The first major update to the NVMe storage interface specification in almost two and a half years has been published, standardizing many new features and helping set the course for the SSD market. Version 1.2 of the NVMe specification was ratified in November 2014 and since then there have been numerous corrections and clarifications but the only significant new feature added were the enterprise-oriented NVMe over Fabrics and NVMe Management Interface specifications. The NVMe 1.3 specification ratified last month and published earlier this month brings many new features for both client and server use cases. As with previous updates to the standard, most of the new features are optional but will probably see widespread adoption in their relevant market segments over the next few years. Several of the new NVMe features are based on existing features of other storage interfaces and protocol such as eMMC and ATA. Here are some of the most interesting new features:

Device Self Tests

Much like the SMART self-test capabilities found on ATA drives, NVMe now defines an optional interface for the host system to instruct the drive to perform a self test.

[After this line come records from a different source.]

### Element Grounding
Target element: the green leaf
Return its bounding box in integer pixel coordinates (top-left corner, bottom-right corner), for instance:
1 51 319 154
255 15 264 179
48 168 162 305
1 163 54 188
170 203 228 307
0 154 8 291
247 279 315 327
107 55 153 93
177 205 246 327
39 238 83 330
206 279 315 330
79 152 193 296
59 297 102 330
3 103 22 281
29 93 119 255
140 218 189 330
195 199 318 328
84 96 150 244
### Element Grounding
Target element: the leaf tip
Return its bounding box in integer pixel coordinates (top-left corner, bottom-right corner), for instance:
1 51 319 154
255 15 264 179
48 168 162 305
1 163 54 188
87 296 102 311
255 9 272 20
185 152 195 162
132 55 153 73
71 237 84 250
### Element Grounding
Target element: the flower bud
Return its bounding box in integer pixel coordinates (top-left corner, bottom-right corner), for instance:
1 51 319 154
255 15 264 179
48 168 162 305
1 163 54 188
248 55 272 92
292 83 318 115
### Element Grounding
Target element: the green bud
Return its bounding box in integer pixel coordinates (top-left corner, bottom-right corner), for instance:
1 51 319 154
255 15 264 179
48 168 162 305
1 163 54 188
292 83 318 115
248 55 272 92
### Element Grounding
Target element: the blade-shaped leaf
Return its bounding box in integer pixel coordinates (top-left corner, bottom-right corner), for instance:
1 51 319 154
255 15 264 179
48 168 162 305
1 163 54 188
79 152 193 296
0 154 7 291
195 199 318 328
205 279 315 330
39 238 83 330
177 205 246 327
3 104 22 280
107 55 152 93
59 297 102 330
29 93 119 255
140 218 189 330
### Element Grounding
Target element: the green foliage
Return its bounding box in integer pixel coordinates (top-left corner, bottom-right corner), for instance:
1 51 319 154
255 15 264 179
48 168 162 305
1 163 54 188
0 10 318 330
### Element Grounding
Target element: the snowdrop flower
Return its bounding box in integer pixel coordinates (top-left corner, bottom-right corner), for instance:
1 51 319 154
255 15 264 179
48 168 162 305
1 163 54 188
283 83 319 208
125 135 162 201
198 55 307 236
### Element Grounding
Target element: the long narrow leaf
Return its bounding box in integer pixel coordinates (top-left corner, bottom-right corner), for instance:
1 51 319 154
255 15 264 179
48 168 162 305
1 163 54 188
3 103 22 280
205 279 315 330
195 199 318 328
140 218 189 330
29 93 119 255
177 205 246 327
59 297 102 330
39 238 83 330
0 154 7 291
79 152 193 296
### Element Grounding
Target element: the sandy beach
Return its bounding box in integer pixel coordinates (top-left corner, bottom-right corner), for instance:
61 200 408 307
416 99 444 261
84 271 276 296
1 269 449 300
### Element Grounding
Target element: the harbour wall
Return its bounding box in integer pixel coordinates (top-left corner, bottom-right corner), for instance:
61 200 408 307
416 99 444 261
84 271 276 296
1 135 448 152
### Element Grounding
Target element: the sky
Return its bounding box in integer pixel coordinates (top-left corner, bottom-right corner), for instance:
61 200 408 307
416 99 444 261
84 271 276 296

The details of what is tested are left up to the drive vendor, but drives should implement both short (no more than two minutes) and extended self tests that may include reading and writing to all or part of the storage media but must preserve user data and the drive must remain operational during the test (either by performing the test in the background or by pausing the test to service other IO requests). For the extended test, drives must offer an estimate of how long the test will take and provide a progress indicator during the test.

Boot Partitions

Borrowing a feature from eMMC, NVMe 1.3 introduces support for boot partitions that can be accessed using a minimal subset of the NVMe protocol, without requiring the host to allocate and configure the admin or command queues. Boot Partitions are intended to reduce or eliminate the need for the host system to include another storage device such as a SPI flash to store the boot firmware (such as a UEFI implementation). Drives implementing the Boot Partition feature will include a pair of boot partitions to allow for safe firmware updates that write to the secondary partition and verify the data before swapping which partition is active.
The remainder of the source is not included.